深井:そうだよね。面白いよね。だからある意味東洋が身体的な悟りを得るにおいて身体的な動作をすごく重視をして、瞑想であったり禅であったりとかを発達させていく一方で、西洋はそういうのはあまり重視せずに左脳でずっと哲学を作っていて。でもその西洋のスティーブ・ジョブズみたいなこの時代の最先端をいってるような人は禅を学ぶみたいなことが起こるっていうのは、僕は非常に面白い現象だなと思っていて。けっきょく自分たちが持ってる今の思想体系たけでは到達できない何かを直感的に感じていて、そこに到達するためには結局身体動作を伴うような新しいアプローチをしないといけない。それは禅の中にあるんではないかと、彼自身も考えたのかもしれないですけど。全然知らないですけどね。スティーブ・ジョブズのこと、一冊も本読んだことないからわからないんだけど。そういうような西洋、東洋の相互連関みたいなのが今新しく、東洋側からも学んでいこうみたいな流れがあるのが、僕はすごく面白いなと思っているところです。僕たちが禅を重視してたかというとそんなことないじゃないですか。けど、意外と外国の方の方が禅を重視し始めたりとか。ZENとかいって輸入して、それをシンプルにして説明したりとかするっての。それを逆におれらがビジネス書で読む、マインドフルネスとかいって。ずっと前に言ってるよ仏教で、みたいな。

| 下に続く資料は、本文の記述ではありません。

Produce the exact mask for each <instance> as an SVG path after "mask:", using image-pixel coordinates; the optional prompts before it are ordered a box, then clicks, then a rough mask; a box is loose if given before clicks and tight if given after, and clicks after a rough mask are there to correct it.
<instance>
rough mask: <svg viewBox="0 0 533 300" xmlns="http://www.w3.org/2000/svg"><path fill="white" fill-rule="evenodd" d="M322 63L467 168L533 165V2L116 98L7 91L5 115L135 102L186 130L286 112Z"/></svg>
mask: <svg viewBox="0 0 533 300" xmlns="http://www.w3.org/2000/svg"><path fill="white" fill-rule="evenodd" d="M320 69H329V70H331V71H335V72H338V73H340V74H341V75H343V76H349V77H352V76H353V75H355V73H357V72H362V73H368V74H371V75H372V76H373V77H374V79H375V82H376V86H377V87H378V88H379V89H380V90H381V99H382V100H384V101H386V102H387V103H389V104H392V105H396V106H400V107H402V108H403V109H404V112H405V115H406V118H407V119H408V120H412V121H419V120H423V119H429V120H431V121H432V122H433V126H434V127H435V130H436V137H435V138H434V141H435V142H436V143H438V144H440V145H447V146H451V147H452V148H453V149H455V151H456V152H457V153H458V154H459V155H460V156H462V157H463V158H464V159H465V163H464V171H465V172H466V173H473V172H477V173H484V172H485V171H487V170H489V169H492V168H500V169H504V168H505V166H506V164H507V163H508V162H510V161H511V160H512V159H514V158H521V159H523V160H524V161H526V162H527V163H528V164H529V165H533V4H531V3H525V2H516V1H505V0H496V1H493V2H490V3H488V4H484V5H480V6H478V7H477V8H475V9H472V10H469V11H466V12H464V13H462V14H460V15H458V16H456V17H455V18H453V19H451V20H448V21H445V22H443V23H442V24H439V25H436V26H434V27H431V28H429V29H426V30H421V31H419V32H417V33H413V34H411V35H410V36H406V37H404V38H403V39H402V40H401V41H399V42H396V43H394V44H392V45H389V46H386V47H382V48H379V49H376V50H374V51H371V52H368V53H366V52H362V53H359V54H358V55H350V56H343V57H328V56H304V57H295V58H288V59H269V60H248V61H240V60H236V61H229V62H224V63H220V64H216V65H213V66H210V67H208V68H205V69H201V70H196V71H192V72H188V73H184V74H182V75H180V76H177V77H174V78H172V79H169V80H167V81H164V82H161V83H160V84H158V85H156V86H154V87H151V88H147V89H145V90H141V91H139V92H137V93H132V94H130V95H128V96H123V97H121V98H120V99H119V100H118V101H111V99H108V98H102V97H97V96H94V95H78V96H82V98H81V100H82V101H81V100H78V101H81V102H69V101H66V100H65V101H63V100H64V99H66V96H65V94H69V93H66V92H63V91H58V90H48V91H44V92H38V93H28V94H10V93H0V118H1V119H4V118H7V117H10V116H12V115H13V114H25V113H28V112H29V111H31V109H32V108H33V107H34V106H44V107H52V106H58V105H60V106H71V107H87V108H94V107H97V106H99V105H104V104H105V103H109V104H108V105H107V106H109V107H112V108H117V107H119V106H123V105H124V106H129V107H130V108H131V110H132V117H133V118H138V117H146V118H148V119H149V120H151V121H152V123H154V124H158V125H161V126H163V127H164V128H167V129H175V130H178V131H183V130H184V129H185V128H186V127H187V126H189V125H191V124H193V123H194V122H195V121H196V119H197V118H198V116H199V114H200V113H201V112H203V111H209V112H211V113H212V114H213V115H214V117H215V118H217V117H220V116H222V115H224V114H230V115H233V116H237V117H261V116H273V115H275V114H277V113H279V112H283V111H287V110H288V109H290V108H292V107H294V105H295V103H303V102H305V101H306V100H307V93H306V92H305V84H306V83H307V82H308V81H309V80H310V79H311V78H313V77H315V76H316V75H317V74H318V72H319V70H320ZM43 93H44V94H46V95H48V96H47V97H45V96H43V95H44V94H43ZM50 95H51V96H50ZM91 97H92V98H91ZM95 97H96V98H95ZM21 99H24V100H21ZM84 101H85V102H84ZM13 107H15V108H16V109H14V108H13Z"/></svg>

樋口:でもなんか近くにあるからこそ、全然そこに目が向かないのはあるかもしれないですね。
楊:たぶん時代時代の中でその時のニーズとかある。あとは天才の出現によって実は過去にあった知見とかがまたリバイバルされるという構造はあるような気がする。だからこの大日如来と一緒に合体するってのは、そういう話は実はバラモン教ではそれがそうなんですよ。バラモン教では。
深井:繰り返しなんだね
楊:そう、繰り返しなんです。バラモン教が一番最初の回で、二回目かな、バラモン教が仏教の源の宗教なんですけども、バラモン教の中でブラフマンという概念があって、これは宇宙を支配する原理なんです。
樋口:ブラフマン。
深井:ブラフマンね。
楊:もうひとつは我っていってアートマンです。これは個人を支配する原理なんです。これが合体して同一になると永遠の幸福が得られる。でも実はもう先祖帰りしてる、仏教、密教は。
樋口:ああ、バラモンの。
楊:そう、何百年前の知見をリバイバルしてるとも言える。
深井:たしかにね。
楊:すごくない?
深井:でも、一体化するみたいな概念はずっとたぶん仏教の中にあって、それを何回もいろんな言葉で語り直しながら。
楊:ブラッシュアップしていって出した。
深井:そこへの到達手法としての三密加持であるとかいうのを出していったって感じですかね。
楊:確かにね、体系化しないとたぶん普及はしていかないもんな。
深井:そうだね。
樋口:いやあ。
深井:そんな感じなんで。
樋口:なるほど
深井:次回は、次、最澄がでてきます。
樋口:うわあ、ついに。
深井:ちょっと焦らしちゃうね。空海の話途中で止めて次最澄の話して。
樋口:もう、本当に、いけず。
深井:なんだそりゃ。
楊:京都?
樋口:おれ、生まれて初めていけずって使った。なるほど、ということでついに最澄が次回出てくるってことで。いやあ、今回もものすごい濃い説明をありがとうございました。
深井・楊:ありがとうございます。